In the second chapter “Christ the Son, Begotten and Not Made” Hall focuses mainly on Athanasius and Arius, although in my opinion he doesn’t give an adequate account of the so-called Arian controversy. Hall tends to focus on the metaphysical aspect of the debate (i.e., the deity of Christ) without noting the soteriological factors that caused the questions in the first place, i.e., how can a creature save? (Athanasius) or how can the Creator assume humanity and die? (Arius).
When turning to the Trinity Hall relates a number of questions quite common among believers both old and new about the relevance of the Trinity in our lives. His answer is that for the fathers, the doctrine of the Trinity was a faithful witness to the teaching of Jesus and the apostles. Hall’s theologians of choice for discussing this doctrine were Gregory of Nazianzus and Augustine, and while he couldn’t have chosen two better theologians from the East and West to focus on, the treatment feels incomplete. It would have been wonderful to see Hilary of Poitiers included as well as some of the Ante-Nicene fathers like Novatian.

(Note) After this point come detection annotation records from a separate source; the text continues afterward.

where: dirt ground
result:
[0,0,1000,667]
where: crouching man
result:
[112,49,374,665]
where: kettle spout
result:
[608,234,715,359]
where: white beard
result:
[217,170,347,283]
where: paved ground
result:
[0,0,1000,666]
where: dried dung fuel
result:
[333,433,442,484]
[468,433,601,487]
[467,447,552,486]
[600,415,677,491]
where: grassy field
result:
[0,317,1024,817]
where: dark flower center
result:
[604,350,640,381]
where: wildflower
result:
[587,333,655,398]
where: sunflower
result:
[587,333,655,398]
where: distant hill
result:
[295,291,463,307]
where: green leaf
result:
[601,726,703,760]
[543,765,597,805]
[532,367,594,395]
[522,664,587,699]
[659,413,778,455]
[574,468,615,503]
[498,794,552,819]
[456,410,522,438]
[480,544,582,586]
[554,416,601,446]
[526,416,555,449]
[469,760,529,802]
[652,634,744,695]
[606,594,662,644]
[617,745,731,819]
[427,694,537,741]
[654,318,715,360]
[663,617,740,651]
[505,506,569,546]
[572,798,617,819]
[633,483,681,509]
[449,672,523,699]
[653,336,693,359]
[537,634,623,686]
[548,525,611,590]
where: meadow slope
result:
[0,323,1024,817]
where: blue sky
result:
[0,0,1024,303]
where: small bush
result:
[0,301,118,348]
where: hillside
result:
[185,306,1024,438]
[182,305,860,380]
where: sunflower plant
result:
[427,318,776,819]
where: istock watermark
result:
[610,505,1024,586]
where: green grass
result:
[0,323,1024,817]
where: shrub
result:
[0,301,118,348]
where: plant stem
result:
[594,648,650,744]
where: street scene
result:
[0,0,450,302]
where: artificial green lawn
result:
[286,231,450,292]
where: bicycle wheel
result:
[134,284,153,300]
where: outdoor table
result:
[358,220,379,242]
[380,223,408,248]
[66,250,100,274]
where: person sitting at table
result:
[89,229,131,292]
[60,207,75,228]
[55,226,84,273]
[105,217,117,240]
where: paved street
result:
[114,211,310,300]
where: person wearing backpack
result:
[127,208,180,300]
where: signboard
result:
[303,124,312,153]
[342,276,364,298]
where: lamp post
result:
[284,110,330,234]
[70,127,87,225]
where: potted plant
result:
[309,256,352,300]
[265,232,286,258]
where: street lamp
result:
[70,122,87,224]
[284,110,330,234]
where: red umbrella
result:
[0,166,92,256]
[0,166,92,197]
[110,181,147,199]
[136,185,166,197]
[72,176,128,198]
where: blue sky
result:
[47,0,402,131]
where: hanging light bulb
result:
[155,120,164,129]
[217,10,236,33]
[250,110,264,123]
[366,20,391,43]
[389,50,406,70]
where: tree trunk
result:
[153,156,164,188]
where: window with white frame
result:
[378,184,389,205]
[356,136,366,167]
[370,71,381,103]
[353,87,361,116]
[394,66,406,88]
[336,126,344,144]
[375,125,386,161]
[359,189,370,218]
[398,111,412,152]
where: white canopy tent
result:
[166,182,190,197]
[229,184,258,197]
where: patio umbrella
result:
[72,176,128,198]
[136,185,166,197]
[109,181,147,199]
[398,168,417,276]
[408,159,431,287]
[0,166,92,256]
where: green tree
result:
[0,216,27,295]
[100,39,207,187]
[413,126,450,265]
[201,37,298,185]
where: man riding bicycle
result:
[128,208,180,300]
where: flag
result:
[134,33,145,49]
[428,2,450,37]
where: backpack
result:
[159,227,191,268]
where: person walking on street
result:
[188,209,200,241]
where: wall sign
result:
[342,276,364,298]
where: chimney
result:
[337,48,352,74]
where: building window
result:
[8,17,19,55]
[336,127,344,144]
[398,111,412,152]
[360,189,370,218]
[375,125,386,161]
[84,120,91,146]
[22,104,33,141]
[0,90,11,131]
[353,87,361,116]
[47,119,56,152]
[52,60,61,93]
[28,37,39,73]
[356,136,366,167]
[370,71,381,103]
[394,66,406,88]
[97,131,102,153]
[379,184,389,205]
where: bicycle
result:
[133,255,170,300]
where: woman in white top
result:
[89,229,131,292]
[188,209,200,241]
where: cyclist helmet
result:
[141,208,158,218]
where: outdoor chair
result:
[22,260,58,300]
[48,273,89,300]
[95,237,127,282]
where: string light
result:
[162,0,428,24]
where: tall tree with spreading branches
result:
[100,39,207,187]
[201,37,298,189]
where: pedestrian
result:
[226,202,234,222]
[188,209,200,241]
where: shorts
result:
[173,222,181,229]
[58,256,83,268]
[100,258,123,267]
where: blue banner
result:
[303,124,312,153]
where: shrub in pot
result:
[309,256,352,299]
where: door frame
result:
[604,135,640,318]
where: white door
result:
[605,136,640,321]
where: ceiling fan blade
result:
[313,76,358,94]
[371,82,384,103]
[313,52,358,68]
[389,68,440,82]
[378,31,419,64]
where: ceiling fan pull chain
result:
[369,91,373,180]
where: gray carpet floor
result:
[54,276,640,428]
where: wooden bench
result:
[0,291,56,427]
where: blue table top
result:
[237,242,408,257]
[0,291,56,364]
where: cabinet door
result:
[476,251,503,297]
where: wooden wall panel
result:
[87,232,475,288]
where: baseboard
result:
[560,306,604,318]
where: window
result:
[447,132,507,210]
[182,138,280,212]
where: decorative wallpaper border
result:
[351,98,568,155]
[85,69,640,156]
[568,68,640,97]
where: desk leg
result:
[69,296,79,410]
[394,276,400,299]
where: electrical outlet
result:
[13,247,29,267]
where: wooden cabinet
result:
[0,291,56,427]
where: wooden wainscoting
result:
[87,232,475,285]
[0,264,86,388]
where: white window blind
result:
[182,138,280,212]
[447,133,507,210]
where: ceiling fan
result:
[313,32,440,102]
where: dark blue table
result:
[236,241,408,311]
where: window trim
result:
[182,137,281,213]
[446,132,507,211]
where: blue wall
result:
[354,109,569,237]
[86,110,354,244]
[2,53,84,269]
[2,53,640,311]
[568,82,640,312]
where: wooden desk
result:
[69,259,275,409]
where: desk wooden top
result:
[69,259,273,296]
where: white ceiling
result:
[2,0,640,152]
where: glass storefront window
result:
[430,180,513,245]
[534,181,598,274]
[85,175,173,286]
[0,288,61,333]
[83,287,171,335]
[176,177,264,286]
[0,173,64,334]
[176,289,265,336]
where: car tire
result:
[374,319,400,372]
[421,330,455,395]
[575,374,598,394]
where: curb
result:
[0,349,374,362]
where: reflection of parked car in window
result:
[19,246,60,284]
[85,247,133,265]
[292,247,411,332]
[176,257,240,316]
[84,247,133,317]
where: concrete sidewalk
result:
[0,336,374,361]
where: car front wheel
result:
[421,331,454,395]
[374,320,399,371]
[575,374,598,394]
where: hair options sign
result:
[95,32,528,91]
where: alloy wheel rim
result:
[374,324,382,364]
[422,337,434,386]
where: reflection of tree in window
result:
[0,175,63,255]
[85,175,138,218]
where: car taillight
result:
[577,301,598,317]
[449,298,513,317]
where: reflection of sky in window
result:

When turning to “Sin, Grace, and the Human Condition” Hall looks at Irenaeus (albeit too briefly in my estimation) and the debate that raged between Augustine and Pelagius. Pelagius appears to be fairly represented by Hall in his acknowledging that:
Pelagius, then, cannot be accused of denying God’s role in helping us to obey, but he largely limits this helping role to those innate abilities God created in human nature with the creation of Adam and Eve. The choice remains for each human being as to whether he or she will choose to exercise these divinely given abilities in obedience to God and God’s commandments. [p. 135]
So Hall doesn’t reproduce the old canard that Pelagius taught that people could save themselves or work for their salvation, although he does later critique Pelagius with clear Augustinian sympathies (as the vast majority of the Church has since the time of Augustine).
All in all Hall’s treatments of the subjects covered in LTCF are competent. His writing is clear and there’s nothing major to gripe with in terms of his understanding or presentation of these great doctrines of orthodoxy. My major criticism is that he has limited himself too much in terms of the witnesses he chooses to address each topic. One glaring example is that in the chapter on the Holy Spirit (ch. 5) Hall focuses solely on Basil the Great. There’s no doubt that Basil’s On the Holy Spirit stands as a giant among midgets in terms of fourth century pneumatological writing, but this chapter was ripe for interaction with Athanasius’ Letters to Serapion on the Holy Spirit. Another unfortunate omission was reference Origen on the eternal generation of the Son in chapters two and three, but this is for obvious reasons (i.e., Origen isn’t technically considered a ‘church father’ see p. 21).
The book is rounded out with thirty pages of end notes (God, when will they stop using these?!!), a three-page subject index, and a one-page scripture index. As an introduction LTCF gets the job done but suffers from what in my opinion is too narrow a focus on certain fathers. I would have rather seen a broader representation of writers and a more general interaction with this larger body of works. I give this work three stars.